Все три продырявленные пулями Ипполита женщины вяло, как сонные тюлени ластами, шевелили руками и ногами, моргали глазами и трясли головами. Из их полуоткрытых ртов доносилось что-то напоминающее мышиный писк. Из ранок сочилась неприятная зеленоватая жидкость. Мы положили их друг на друга, как манекены, завернули ковром, вытащили на перрон и бросили на рельсы. А сами сели на кушетку, передохнуть и собраться с мыслями.
Не тут-то было!
Ипполит показал рукой на часы и крикнул: «Гляди!»
Три дырки от пуль на циферблате — сами собой заросли. Потом как в обратном кино — сама собой починилась лампа на люстре. Потом другая. Восстановилось зеркало. Через минуту комната на вокзале выглядела так же, как до пальбы моего кузена. А затем… в комнату вошла билетерша. Без следов от стрельбы на теле. Медленно, задом наперед, — проковыляла на свое место, села и застыла в той же позе, что и раньше. За ней в комнату, тоже задом наперед, вошла блондинка и встала на то место, где раньше стояла. Пулевое отверстие на ее лбу заросло.
Третьей приковыляла маха…
Там, где раньше лежал ковер, доски пола потемнели, на дереве показались складки, и еще через несколько секунд — ковер лежал на старом месте.
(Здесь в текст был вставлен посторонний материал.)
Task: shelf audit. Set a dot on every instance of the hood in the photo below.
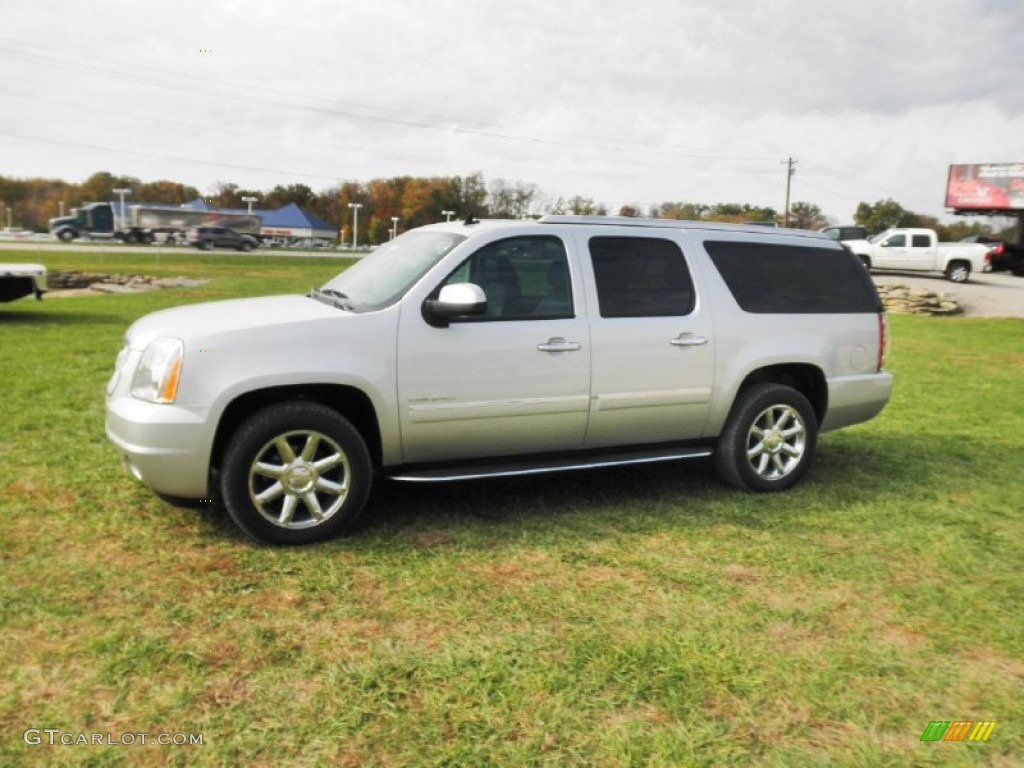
(203, 321)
— Ради бога, больше не стреляй!
— Тебе что, все это жалко? У меня еще один магазин в запасе.
— Все, что ты вокруг себя видишь — не настоящее. Состоит не из привычной нам материи, а из… не знаю из чего… из сгустившихся воспоминаний… представлений… желаний. Его желаний. Для него — все тут имеет смысл, оно ему ценно и важно. И он не допустит, чтобы мы тут что-то испортили. Он накажет нас за бунт, вот увидишь. Не знаю, как.
В этот момент неожиданно загудел отходящий поезд. Тронулся и медленно укатил. Мне показалось, что это поезд детской железной дороги, только размером с настоящий.
Мы опять услышали вой.
Ипполит вдруг начал раздеваться. Я хотел его остановить, но заметил, что он делает это машинально, как робот. Раздевшись, мой кузен лег на обнаженную маху, раздвинул ей бедра, грубо схватил ее за груди и со всего размаху вбил в нее свой уланский фаллос. Начал совершать фрикции, а через минуту очевидно с трудом повернул голову ко мне и простонал: «Я делаю это против воли, берегись, Генри!»
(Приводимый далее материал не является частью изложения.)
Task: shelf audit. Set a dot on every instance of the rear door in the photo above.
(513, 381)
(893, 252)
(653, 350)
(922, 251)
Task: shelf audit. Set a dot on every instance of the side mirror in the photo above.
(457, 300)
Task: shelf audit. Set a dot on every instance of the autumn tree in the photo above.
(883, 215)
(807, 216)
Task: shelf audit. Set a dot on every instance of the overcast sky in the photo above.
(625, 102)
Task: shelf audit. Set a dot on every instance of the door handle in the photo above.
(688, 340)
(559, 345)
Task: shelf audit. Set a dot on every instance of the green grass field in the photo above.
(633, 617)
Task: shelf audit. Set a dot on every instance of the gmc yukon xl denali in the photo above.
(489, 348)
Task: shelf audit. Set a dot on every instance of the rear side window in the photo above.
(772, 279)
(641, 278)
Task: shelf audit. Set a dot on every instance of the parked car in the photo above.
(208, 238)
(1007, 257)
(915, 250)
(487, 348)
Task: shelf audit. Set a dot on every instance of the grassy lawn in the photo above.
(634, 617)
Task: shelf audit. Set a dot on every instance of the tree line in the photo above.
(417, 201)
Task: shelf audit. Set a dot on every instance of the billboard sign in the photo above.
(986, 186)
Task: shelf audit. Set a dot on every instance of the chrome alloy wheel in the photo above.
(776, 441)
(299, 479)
И тут же я ощутил неодолимое желание обнять и поцеловать блондинку.
Мои руки и ноги меня не слушались. Он… тот, невидимый, но присутствующий здесь… он управлял мной как марионеткой. Я не мог противиться его воле. Разделся. Подошел к блондинке, крепко обнял ее и поцеловал. Вкус ее языка напоминал вкус железа, губы были резиновыми. Через несколько мгновений — стоя — проник в нее.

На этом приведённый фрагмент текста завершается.